À altura do casamento, D. Afonso tinha dezoito anos e a sua noiva dezasseis ou dezassete. Os dois conheciam-se desde a infância. D. Beatriz foi criada pelos sogros, vindo para a corte portuguesa na sequência do Tratado de Alcanices, celebrado a 12 de Setembro de 1297, no qual se definiram definitivamente as fronteiras entre Portugal e Castela e se estabeleceu um duplo consórcio. Ficou igualmente estipulado que D. Fernando IV de Castela, à altura com onze ou doze anos, casaria com a infanta D. Constança de Portugal.

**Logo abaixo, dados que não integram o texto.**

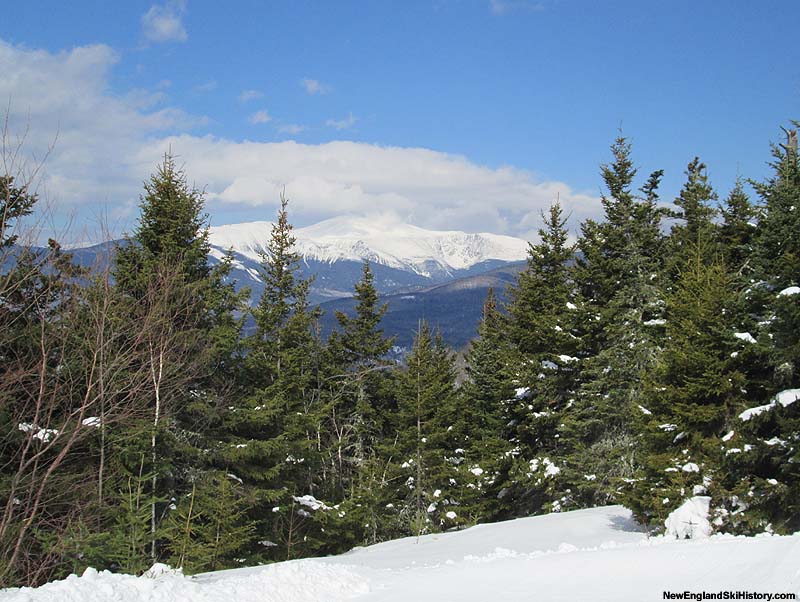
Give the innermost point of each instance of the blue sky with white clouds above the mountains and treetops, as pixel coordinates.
(449, 114)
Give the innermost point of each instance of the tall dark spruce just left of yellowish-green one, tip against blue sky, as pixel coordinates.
(619, 283)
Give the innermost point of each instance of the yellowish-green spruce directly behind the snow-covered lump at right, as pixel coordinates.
(692, 397)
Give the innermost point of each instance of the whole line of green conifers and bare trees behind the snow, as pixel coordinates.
(654, 359)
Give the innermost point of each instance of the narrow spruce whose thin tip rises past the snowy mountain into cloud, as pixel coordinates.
(269, 438)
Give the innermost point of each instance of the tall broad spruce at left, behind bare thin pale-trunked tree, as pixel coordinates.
(162, 268)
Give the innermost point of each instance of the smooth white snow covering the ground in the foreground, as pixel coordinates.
(597, 554)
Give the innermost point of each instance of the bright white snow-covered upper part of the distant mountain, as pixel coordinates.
(381, 240)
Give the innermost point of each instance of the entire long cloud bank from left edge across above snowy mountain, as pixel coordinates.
(107, 145)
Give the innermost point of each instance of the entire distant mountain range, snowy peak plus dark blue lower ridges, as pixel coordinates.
(439, 276)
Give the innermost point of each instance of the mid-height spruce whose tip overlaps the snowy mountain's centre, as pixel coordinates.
(357, 396)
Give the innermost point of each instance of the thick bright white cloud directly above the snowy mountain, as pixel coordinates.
(423, 186)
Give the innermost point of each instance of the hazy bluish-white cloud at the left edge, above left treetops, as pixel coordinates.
(62, 99)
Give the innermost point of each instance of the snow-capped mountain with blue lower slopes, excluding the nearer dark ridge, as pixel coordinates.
(404, 258)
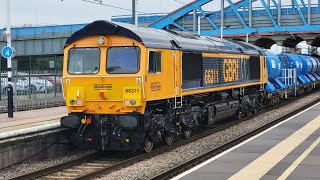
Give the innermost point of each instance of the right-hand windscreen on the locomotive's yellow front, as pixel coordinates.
(123, 60)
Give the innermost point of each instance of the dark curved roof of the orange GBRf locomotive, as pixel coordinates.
(155, 38)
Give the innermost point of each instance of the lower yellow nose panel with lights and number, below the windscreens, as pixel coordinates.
(104, 95)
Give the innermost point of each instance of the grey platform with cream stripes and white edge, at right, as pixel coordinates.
(289, 150)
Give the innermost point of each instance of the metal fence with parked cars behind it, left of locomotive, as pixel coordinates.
(33, 88)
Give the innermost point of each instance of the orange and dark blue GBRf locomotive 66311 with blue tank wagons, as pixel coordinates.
(128, 88)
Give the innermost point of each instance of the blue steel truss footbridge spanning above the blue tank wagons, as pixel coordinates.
(262, 22)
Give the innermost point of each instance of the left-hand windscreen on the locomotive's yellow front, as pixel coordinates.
(84, 61)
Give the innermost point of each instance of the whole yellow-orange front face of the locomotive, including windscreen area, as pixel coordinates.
(102, 92)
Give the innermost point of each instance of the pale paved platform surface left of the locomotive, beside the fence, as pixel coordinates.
(33, 118)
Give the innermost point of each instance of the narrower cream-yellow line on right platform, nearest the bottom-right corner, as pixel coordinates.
(296, 163)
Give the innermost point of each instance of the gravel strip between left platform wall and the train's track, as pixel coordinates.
(27, 167)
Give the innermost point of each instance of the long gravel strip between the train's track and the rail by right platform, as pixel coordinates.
(149, 168)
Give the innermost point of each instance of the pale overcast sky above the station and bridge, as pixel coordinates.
(43, 12)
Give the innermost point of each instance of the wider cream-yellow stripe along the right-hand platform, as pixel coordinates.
(260, 166)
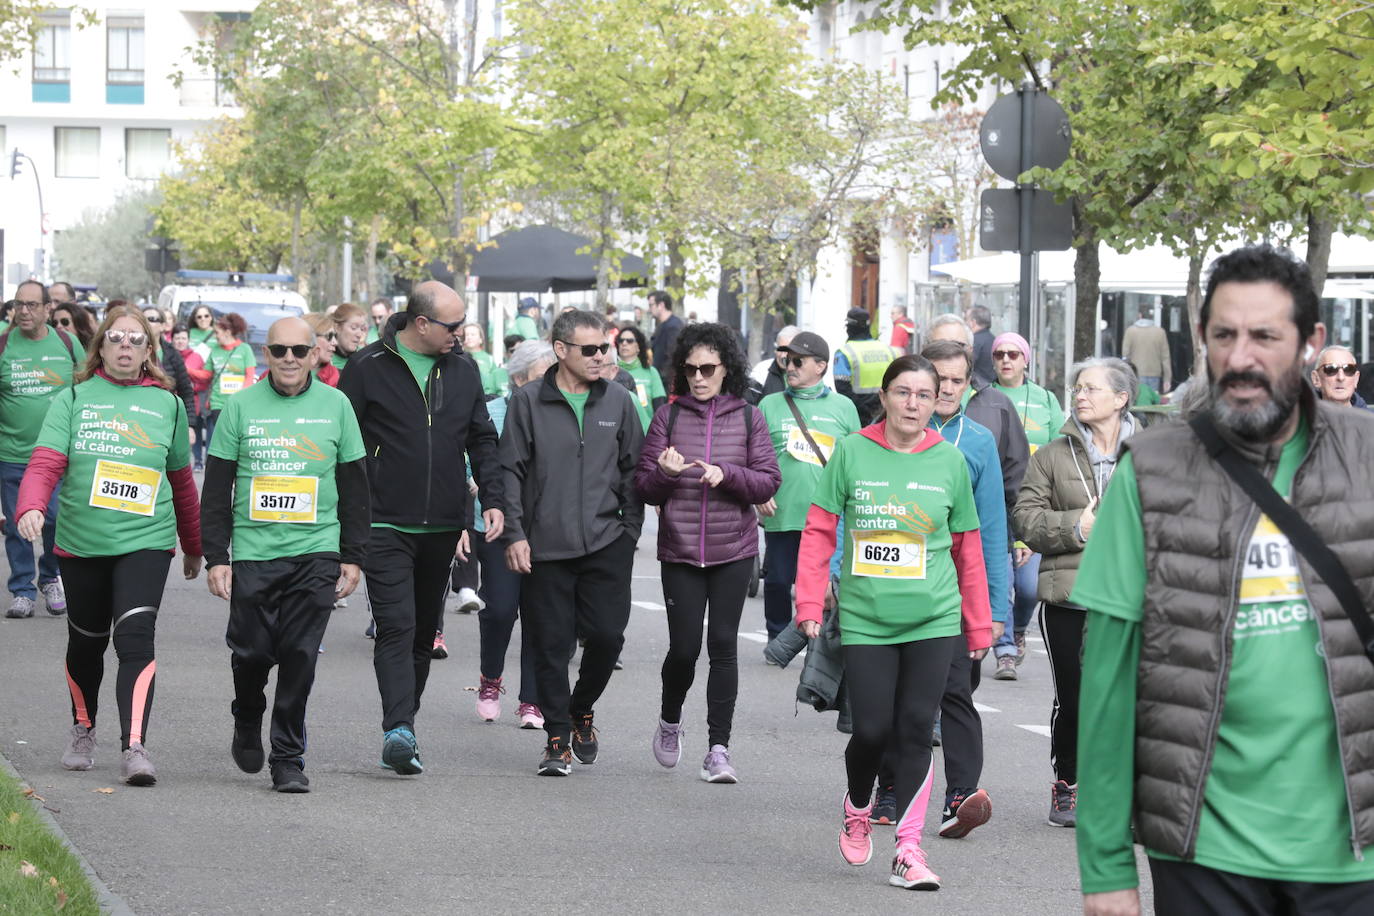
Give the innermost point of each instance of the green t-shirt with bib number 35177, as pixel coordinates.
(286, 448)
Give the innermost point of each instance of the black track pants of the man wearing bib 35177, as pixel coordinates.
(278, 613)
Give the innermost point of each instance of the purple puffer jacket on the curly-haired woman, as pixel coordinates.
(701, 525)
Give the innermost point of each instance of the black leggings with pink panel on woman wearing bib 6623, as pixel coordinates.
(895, 693)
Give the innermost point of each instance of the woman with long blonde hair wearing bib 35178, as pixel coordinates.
(120, 440)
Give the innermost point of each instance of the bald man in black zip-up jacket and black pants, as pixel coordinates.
(421, 407)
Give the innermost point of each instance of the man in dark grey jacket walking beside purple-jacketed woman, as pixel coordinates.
(570, 450)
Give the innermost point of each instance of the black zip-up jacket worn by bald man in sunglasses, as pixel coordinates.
(416, 440)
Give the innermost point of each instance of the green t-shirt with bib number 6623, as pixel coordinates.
(898, 580)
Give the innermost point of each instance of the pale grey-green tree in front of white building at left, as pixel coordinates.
(106, 248)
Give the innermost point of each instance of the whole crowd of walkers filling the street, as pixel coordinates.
(1203, 579)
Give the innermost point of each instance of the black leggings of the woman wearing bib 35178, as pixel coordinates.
(116, 595)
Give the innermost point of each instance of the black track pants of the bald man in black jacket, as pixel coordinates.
(407, 584)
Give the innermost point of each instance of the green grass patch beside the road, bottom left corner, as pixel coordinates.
(38, 873)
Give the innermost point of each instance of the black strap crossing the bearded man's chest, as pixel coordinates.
(1305, 540)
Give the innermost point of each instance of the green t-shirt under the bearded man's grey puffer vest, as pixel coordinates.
(1274, 805)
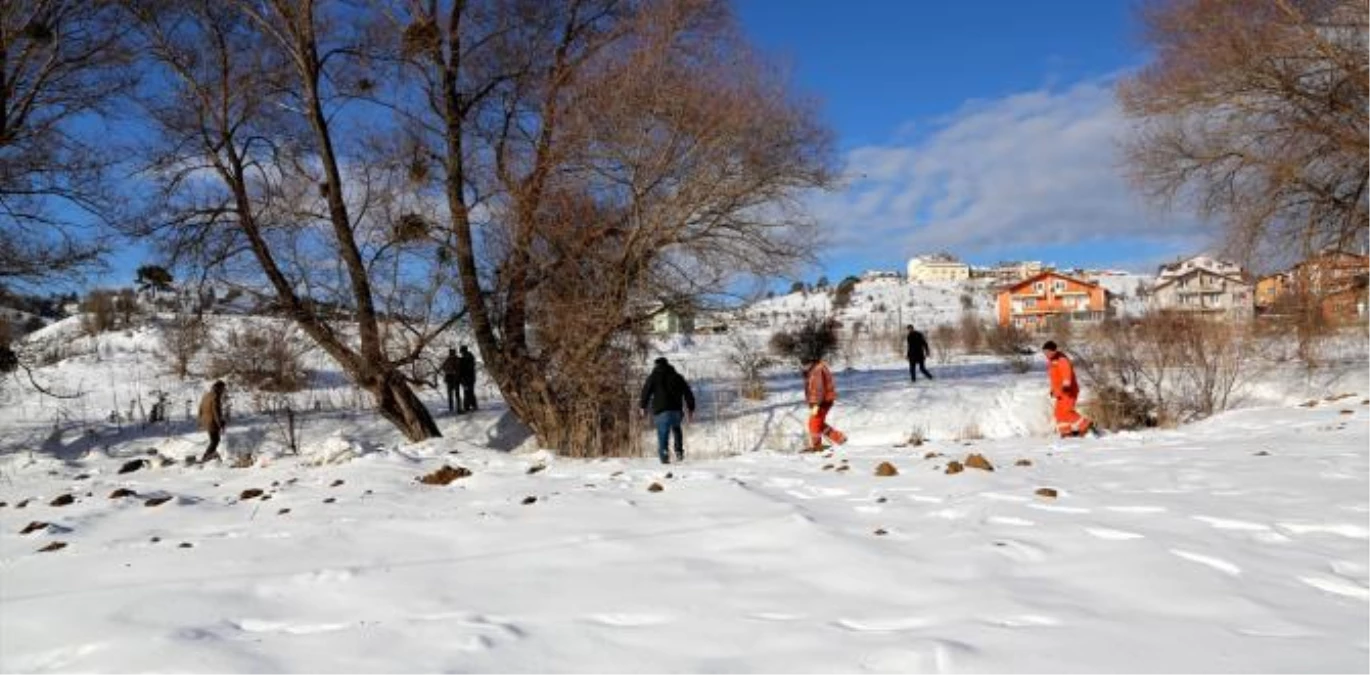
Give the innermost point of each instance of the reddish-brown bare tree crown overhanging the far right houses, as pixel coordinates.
(1258, 113)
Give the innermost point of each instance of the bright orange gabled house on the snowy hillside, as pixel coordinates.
(1042, 298)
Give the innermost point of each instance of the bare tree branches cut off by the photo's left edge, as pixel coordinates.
(62, 66)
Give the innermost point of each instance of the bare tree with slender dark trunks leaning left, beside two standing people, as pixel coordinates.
(269, 169)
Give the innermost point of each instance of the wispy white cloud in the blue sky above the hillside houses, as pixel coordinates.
(1031, 170)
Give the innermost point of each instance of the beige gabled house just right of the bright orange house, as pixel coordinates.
(1204, 285)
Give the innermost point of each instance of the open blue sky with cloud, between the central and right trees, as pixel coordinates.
(986, 128)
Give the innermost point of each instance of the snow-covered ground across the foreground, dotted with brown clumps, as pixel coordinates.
(1241, 544)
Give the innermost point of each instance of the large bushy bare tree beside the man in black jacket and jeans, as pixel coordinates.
(602, 161)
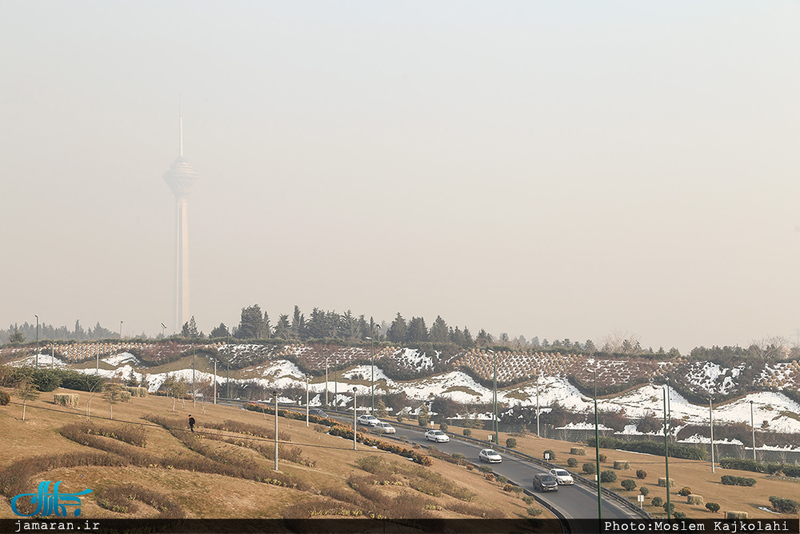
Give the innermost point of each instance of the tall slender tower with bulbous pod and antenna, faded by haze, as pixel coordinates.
(181, 177)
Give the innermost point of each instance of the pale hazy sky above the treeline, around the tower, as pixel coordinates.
(552, 169)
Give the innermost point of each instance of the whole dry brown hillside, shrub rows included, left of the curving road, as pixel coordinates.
(145, 463)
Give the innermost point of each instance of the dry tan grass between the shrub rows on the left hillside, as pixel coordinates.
(209, 495)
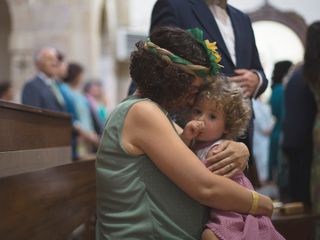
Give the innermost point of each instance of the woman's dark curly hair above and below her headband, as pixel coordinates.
(160, 80)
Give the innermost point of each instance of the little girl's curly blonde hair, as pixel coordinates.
(228, 97)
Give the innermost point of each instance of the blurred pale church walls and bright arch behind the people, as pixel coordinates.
(100, 34)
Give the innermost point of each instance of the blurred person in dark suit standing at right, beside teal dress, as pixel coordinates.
(297, 145)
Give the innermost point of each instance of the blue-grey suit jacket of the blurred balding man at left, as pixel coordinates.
(38, 94)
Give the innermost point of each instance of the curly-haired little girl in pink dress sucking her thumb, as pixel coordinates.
(222, 112)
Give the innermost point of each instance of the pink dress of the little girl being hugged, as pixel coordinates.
(228, 225)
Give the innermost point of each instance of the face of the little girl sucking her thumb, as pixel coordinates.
(213, 118)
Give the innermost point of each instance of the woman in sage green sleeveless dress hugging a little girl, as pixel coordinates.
(149, 184)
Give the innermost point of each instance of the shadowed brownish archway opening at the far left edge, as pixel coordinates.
(5, 30)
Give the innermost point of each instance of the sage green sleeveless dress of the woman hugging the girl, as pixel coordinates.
(134, 199)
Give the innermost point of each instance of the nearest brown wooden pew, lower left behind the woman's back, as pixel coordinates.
(48, 204)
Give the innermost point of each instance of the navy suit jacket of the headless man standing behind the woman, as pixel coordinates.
(195, 13)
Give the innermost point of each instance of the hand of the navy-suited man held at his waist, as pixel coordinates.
(248, 80)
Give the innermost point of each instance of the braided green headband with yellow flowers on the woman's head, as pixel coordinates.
(202, 71)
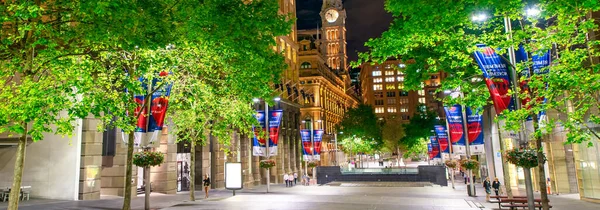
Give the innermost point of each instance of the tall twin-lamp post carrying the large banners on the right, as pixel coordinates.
(530, 12)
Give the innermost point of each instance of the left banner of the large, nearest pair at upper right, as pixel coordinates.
(495, 73)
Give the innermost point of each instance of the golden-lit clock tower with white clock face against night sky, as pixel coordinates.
(333, 40)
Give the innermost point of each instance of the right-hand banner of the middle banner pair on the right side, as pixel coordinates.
(475, 128)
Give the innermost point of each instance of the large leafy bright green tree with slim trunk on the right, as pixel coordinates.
(442, 37)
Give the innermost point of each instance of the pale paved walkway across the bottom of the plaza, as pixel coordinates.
(359, 196)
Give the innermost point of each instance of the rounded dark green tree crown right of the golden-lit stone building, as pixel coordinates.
(360, 130)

Era costume as noivas-crianças serem criadas pelos sogros. O par real português e a rainha viúva castelhana, D. Maria de Molina, trocaram de filhas. D. Beatriz, de cinco anos, veio para Portugal, enquanto D. Constança, de sete, foi viver para a corte castelhana.

Para a concretização deste duplo consórcio, foi necessário solicitar dispendiosas bulas de dispensa de parentesco ao papa, pois os nubentes eram parentes próximos. Os infantes castelhanos eram filhos do falecido D. Sancho IV, tio de D. Dinis.

No caso de D. Afonso IV e de D. Beatriz, parece ter sido vantajoso terem crescido juntos. Não obstante a tradição  ter conferido um temperamento irascível a este monarca português, ele parece ter-se inteiramente dedicado à família, pois não se lhe conhecem barregãs, nem filhos ilegítimos. Trata-se de um caso raro na nossa historiografia.

O casal teve sete filhos, mas apenas três chegaram à idade adulta, porquanto a mais nova, Leonor, que casou com D. Pedro IV de Aragão, morreu com apenas vinte anos.